While many choose to hide from collectors by avoiding calls, letters and other forms of communication, it is important to understand that you do have rights with respect to how collectors contact you for payment. In fact, there is a federal statute in place called the Fair Debt Collection Practices Act (FDCPA) specifically for the purpose of dictating how debtors are permitted to handle collections.
The common person may not understand the interworking of the FDCPA, but this blog should help provide some insight to readers as to how the Act works and what is considered a violation of the Act.
What is the FDCPA?
Coming directly from the early language of the FDCPA, the purpose of the act is to “eliminate abusive debt collection practices by debt collectors, to insure that those debt collectors who refrain from using abusive debt collection practices are not competitively disadvantaged, and to promote consistent State action to protect consumers against debt collection abuses.”
Essentially, the FDCPA serves to protect the market for collectors, as well as debtors from being taken advantage of. To be clear, this is a federal statute. It is important to understand that there is some variance between state and federal law and how it applies to your situation may vary from other debtors and collectors in varying jurisdictions.
While we may not be able to cover the legal intricacies of the FDCPA in this blog, we will be able to touch on some high level concepts and breakdown some potential violations of the act that you, as a debtor, may be experiencing on a regular basis.

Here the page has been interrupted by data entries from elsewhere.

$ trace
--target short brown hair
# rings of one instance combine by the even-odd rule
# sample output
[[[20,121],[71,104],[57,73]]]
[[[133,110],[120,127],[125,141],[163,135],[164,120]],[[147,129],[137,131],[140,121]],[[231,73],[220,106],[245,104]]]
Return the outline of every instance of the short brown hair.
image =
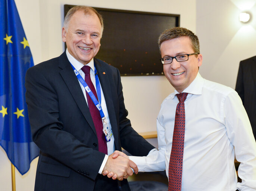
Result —
[[[188,29],[182,27],[174,27],[167,29],[163,32],[158,38],[159,49],[163,42],[181,37],[189,37],[192,48],[195,52],[200,53],[200,45],[197,36]]]
[[[67,13],[65,18],[64,19],[63,26],[65,29],[67,29],[68,28],[69,21],[72,15],[78,11],[83,11],[84,13],[84,15],[92,15],[93,13],[95,13],[98,16],[101,25],[101,32],[103,32],[104,25],[103,24],[103,19],[102,16],[95,9],[88,6],[75,6],[70,9],[68,12],[68,13]]]

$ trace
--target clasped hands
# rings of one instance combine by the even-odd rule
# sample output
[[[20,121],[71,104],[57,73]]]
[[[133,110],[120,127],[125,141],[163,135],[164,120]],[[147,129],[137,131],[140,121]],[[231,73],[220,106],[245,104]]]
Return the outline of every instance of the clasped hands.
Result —
[[[127,179],[128,176],[132,175],[132,168],[135,174],[138,173],[136,164],[124,153],[117,150],[108,156],[102,174],[104,176],[107,175],[108,178],[112,178],[113,180],[122,181]]]

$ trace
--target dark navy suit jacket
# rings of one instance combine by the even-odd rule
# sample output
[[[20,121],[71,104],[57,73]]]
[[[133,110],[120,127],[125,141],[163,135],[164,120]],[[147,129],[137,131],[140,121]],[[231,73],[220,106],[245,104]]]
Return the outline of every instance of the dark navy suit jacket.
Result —
[[[97,59],[94,63],[116,150],[146,156],[154,147],[126,118],[119,71]],[[65,52],[30,68],[25,87],[33,140],[40,150],[35,190],[93,190],[105,154],[98,151],[92,119]],[[121,182],[123,190],[130,190],[126,179]]]
[[[240,62],[235,91],[242,99],[256,140],[256,56]]]

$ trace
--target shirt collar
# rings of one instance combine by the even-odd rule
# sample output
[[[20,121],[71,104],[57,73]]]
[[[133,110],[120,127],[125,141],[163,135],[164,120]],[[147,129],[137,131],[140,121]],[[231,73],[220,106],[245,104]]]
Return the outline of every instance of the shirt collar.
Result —
[[[204,79],[200,75],[199,72],[198,72],[195,79],[189,85],[182,91],[182,93],[188,93],[189,94],[191,94],[201,95],[202,94],[203,84]],[[176,90],[175,90],[173,97],[172,98],[174,98],[175,95],[179,93]]]
[[[66,54],[67,56],[68,57],[68,59],[70,63],[72,64],[73,66],[75,68],[75,69],[77,71],[80,71],[81,68],[84,66],[82,63],[79,62],[75,58],[74,58],[68,52],[68,48],[66,50]],[[94,73],[94,62],[93,62],[93,58],[90,62],[86,64],[86,66],[89,66],[93,71]]]

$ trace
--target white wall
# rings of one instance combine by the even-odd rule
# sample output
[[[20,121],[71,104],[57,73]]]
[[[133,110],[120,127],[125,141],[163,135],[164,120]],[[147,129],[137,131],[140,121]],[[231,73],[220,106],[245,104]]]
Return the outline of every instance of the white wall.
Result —
[[[234,89],[240,62],[256,55],[256,0],[197,0],[197,34],[203,77]],[[249,10],[252,20],[239,21]],[[256,74],[255,74],[256,75]]]

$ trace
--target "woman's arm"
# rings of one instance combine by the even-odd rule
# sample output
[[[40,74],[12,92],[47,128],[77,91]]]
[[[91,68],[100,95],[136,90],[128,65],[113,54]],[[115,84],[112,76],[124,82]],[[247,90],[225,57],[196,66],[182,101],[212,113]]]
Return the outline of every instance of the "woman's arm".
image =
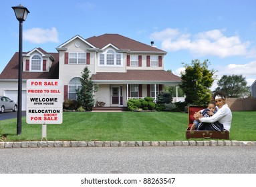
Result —
[[[213,123],[217,121],[219,121],[219,119],[226,116],[227,114],[227,109],[223,108],[219,109],[215,115],[209,117],[209,118],[199,118],[199,122],[206,122],[206,123]]]

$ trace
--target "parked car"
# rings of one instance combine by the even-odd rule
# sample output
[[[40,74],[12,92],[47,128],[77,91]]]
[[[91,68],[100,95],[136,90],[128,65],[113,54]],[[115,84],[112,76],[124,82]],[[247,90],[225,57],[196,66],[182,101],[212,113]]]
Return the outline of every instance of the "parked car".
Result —
[[[0,96],[0,113],[6,110],[17,111],[17,104],[5,96]]]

What is a violation of the FDCPA?
While unable to cover every violation possible under the FDCPA, we can cover some of the more common and obvious issues that debtors have with violating creditors. Here we have some of these violations:
Harassment or Abuse
It is unlawful, under the FDCPA, for a debt collector to engage in conduct that is harassing, oppressive or abusive to a debtor or anyone in connection with the collection of a debt. Some examples of this are threats of physical, reputational or financial harm to the person being threatened. Additionally, the use of obscene language at all may be considered abusive towards the debtor.
False or Misleading Representations
A collector is in violation of the FDCPA if the collector uses any false or misleading representations in connection with collection of a debt. For example, making claims that a debt if affiliated with a government entity, when it is not in fact affiliated with the government, would be in violation. Common violations under this section of the act are misrepresentations that the caller has a legal background (attorney) or the non-payment of the debt will result in criminal repercussions.

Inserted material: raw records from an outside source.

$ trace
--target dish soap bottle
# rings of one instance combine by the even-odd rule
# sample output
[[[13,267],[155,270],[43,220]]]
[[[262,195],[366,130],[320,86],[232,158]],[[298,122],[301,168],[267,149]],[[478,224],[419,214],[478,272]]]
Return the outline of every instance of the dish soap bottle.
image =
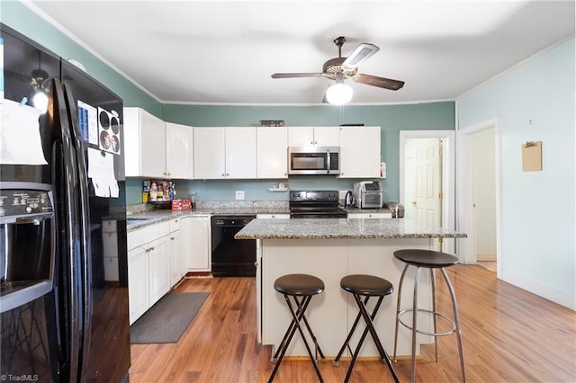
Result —
[[[156,202],[158,195],[158,188],[156,185],[156,183],[152,181],[152,185],[150,186],[150,201]]]

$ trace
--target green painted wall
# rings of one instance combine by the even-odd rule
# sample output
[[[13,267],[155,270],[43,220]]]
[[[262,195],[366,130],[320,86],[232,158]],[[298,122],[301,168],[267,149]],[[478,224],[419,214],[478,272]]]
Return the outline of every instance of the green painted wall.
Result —
[[[0,0],[0,22],[55,54],[81,62],[86,71],[118,94],[124,106],[140,106],[161,117],[162,104],[18,1]]]
[[[166,121],[194,127],[259,126],[260,120],[284,120],[288,127],[338,126],[344,123],[380,126],[382,159],[386,162],[388,168],[386,179],[382,180],[385,200],[399,200],[400,130],[454,129],[453,102],[341,107],[164,105],[162,115]],[[192,192],[197,192],[201,200],[234,200],[236,190],[244,190],[246,200],[286,200],[287,193],[267,191],[274,181],[282,180],[180,182],[178,188],[182,190],[183,196]],[[328,176],[291,176],[289,183],[291,189],[350,190],[356,181]],[[140,190],[140,182],[138,187]]]
[[[195,127],[258,126],[260,120],[284,120],[287,126],[333,126],[342,123],[381,126],[382,161],[388,165],[387,178],[382,181],[386,200],[399,200],[399,131],[454,129],[453,102],[343,107],[162,104],[23,4],[0,0],[0,22],[58,56],[80,61],[90,75],[122,97],[125,106],[139,106],[166,121]],[[290,187],[349,190],[355,181],[326,176],[291,177]],[[234,199],[237,190],[244,190],[248,200],[286,200],[287,193],[268,192],[267,188],[272,186],[273,182],[274,180],[179,180],[176,183],[181,197],[186,197],[194,192],[198,193],[201,200],[230,200]],[[140,203],[141,180],[128,179],[126,185],[127,203]]]

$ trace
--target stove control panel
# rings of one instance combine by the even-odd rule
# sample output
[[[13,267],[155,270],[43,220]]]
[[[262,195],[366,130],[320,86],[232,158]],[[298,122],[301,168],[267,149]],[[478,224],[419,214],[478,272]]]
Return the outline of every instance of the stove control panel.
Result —
[[[291,202],[331,202],[338,200],[338,191],[292,191]]]

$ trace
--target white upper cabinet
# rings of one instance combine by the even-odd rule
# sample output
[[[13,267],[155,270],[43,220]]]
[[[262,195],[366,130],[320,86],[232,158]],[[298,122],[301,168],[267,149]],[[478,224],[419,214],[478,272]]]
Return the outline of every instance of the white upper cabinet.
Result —
[[[338,147],[339,127],[291,127],[288,129],[289,147]]]
[[[256,178],[256,128],[226,129],[226,178]]]
[[[223,128],[194,129],[194,177],[226,176],[226,133]]]
[[[340,128],[340,178],[380,177],[380,127]]]
[[[257,178],[288,178],[286,127],[256,128]]]
[[[165,122],[140,108],[124,108],[127,177],[166,178]]]
[[[256,178],[256,128],[194,129],[194,178]]]
[[[166,123],[166,178],[194,178],[194,129]]]

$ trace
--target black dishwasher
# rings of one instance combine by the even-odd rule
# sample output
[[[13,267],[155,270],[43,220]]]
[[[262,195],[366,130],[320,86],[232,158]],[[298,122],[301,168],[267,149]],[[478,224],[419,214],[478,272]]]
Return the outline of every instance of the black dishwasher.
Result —
[[[234,239],[256,216],[212,216],[212,275],[256,276],[256,239]]]

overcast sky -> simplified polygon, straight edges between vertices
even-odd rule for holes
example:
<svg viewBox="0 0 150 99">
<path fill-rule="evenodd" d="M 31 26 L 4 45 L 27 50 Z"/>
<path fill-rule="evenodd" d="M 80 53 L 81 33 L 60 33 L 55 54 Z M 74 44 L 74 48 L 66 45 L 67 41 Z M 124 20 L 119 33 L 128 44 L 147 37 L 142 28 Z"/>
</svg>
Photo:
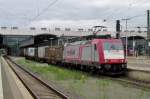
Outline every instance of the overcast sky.
<svg viewBox="0 0 150 99">
<path fill-rule="evenodd" d="M 139 16 L 129 21 L 134 28 L 146 26 L 147 9 L 149 0 L 0 0 L 0 25 L 115 28 L 115 20 Z"/>
</svg>

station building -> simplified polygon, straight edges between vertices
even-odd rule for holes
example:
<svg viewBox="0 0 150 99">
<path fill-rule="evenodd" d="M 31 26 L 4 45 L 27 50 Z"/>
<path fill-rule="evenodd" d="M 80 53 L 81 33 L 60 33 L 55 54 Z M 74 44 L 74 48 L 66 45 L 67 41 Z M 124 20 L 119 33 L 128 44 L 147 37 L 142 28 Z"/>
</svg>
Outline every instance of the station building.
<svg viewBox="0 0 150 99">
<path fill-rule="evenodd" d="M 59 45 L 64 42 L 77 40 L 79 37 L 92 35 L 92 29 L 78 28 L 72 30 L 71 28 L 35 28 L 30 27 L 20 29 L 18 27 L 1 27 L 0 28 L 0 48 L 7 49 L 9 55 L 19 56 L 21 54 L 20 48 L 27 46 L 42 46 L 43 44 Z M 115 32 L 100 31 L 97 35 L 111 35 L 115 37 Z M 138 51 L 139 54 L 147 54 L 147 32 L 125 31 L 120 33 L 124 45 L 127 45 L 131 51 Z"/>
</svg>

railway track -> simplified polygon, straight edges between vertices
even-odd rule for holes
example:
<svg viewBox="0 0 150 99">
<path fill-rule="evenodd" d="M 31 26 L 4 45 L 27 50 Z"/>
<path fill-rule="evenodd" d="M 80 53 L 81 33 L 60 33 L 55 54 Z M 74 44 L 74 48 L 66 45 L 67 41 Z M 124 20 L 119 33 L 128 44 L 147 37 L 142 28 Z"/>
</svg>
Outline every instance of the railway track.
<svg viewBox="0 0 150 99">
<path fill-rule="evenodd" d="M 40 80 L 37 76 L 22 66 L 16 64 L 8 58 L 5 58 L 5 60 L 34 99 L 70 99 L 63 93 Z"/>
</svg>

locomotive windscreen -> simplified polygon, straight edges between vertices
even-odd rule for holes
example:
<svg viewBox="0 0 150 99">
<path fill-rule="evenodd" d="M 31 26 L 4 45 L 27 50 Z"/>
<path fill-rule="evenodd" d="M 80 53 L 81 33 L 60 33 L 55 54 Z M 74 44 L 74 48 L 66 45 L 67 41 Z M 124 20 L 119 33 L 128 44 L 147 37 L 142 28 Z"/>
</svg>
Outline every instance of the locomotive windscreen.
<svg viewBox="0 0 150 99">
<path fill-rule="evenodd" d="M 124 59 L 124 50 L 122 43 L 105 42 L 103 46 L 105 59 Z"/>
</svg>

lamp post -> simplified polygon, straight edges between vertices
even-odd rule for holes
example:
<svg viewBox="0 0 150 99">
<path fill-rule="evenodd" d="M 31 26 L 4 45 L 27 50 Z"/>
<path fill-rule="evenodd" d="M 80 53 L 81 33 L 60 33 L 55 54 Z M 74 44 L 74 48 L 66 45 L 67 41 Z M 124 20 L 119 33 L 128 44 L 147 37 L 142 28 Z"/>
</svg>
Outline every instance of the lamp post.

The use of unfair or unconscionable means to collect a debt would also be in violation of the FDCPA. While late fees are a common practice when it comes to late payments on a bill, these fees must be understood and agreed to prior to charging them. Threats of exorbitant fees or early claims on post dated payment instruments would count as a violation.
How to deal with a Violation
While some practices involving debt collection may sound similar to these violations, there are grey areas within the text of the FDCPA that collectors can dance around to avoid a clear cut violation. As such, something that may be happening to you may actually be legal under the act. In order to fully understand if you are experiencing an FDCPA violation or not, it is in your best interest to reach out to an experienced attorney to guide you through the analysis of your circumstances.

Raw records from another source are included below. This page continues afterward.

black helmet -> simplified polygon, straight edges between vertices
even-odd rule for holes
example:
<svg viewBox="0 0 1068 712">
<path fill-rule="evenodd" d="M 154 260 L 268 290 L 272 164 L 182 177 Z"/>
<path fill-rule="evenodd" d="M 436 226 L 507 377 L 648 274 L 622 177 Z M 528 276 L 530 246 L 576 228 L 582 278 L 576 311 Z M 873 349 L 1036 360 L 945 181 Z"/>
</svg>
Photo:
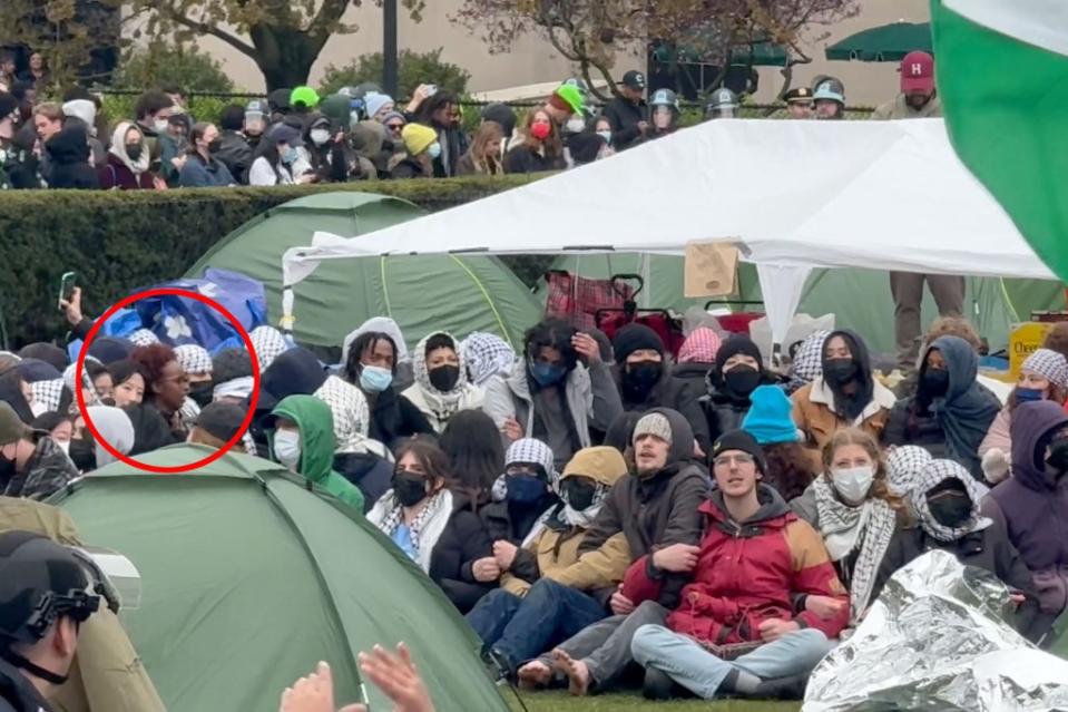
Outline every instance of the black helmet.
<svg viewBox="0 0 1068 712">
<path fill-rule="evenodd" d="M 61 616 L 84 623 L 100 607 L 75 554 L 32 531 L 0 534 L 0 651 L 35 644 Z"/>
</svg>

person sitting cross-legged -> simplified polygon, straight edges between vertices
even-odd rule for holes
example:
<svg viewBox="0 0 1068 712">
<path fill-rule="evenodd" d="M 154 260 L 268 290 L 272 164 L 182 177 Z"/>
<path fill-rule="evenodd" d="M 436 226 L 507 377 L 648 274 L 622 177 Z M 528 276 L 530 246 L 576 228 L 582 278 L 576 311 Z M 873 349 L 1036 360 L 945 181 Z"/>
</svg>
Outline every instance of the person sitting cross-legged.
<svg viewBox="0 0 1068 712">
<path fill-rule="evenodd" d="M 820 535 L 761 482 L 764 455 L 752 436 L 724 433 L 713 462 L 717 489 L 700 506 L 705 536 L 688 562 L 682 603 L 631 641 L 646 667 L 646 695 L 669 696 L 674 682 L 706 700 L 800 698 L 847 623 L 847 594 Z M 662 576 L 650 558 L 638 559 L 624 593 L 636 603 L 654 599 Z M 795 615 L 796 599 L 809 595 L 840 602 L 836 613 Z"/>
<path fill-rule="evenodd" d="M 627 464 L 615 448 L 579 450 L 560 477 L 564 503 L 528 546 L 494 545 L 504 572 L 467 618 L 500 672 L 515 676 L 519 663 L 609 615 L 608 602 L 630 564 L 623 533 L 579 554 L 589 526 Z"/>
</svg>

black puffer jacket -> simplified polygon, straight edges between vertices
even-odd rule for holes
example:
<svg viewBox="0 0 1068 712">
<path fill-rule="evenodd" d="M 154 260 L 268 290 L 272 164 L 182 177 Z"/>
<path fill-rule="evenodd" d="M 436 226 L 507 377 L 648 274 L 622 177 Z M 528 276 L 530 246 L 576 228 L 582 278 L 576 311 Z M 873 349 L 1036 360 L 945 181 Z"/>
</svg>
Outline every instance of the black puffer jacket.
<svg viewBox="0 0 1068 712">
<path fill-rule="evenodd" d="M 430 577 L 460 613 L 467 613 L 497 586 L 476 581 L 472 570 L 474 562 L 493 555 L 493 544 L 467 497 L 453 492 L 452 503 L 452 516 L 430 557 Z"/>
</svg>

An experienced attorney will help you get things pointed in the right direction, whether that be the filing of a claim or other options.
If you have experienced what you believe to be a violation of the FDCPA, you may be able to file a claim that would result in a reward for damages. While this may not save you from your debt completely, this can be a way to keep collectors honest and at bay. No one should have to endure such abusive behavior. Be sure to protect yourself and the ones you love in the event of FDCPA violations related to an outstanding debt that may be greatly affecting your life.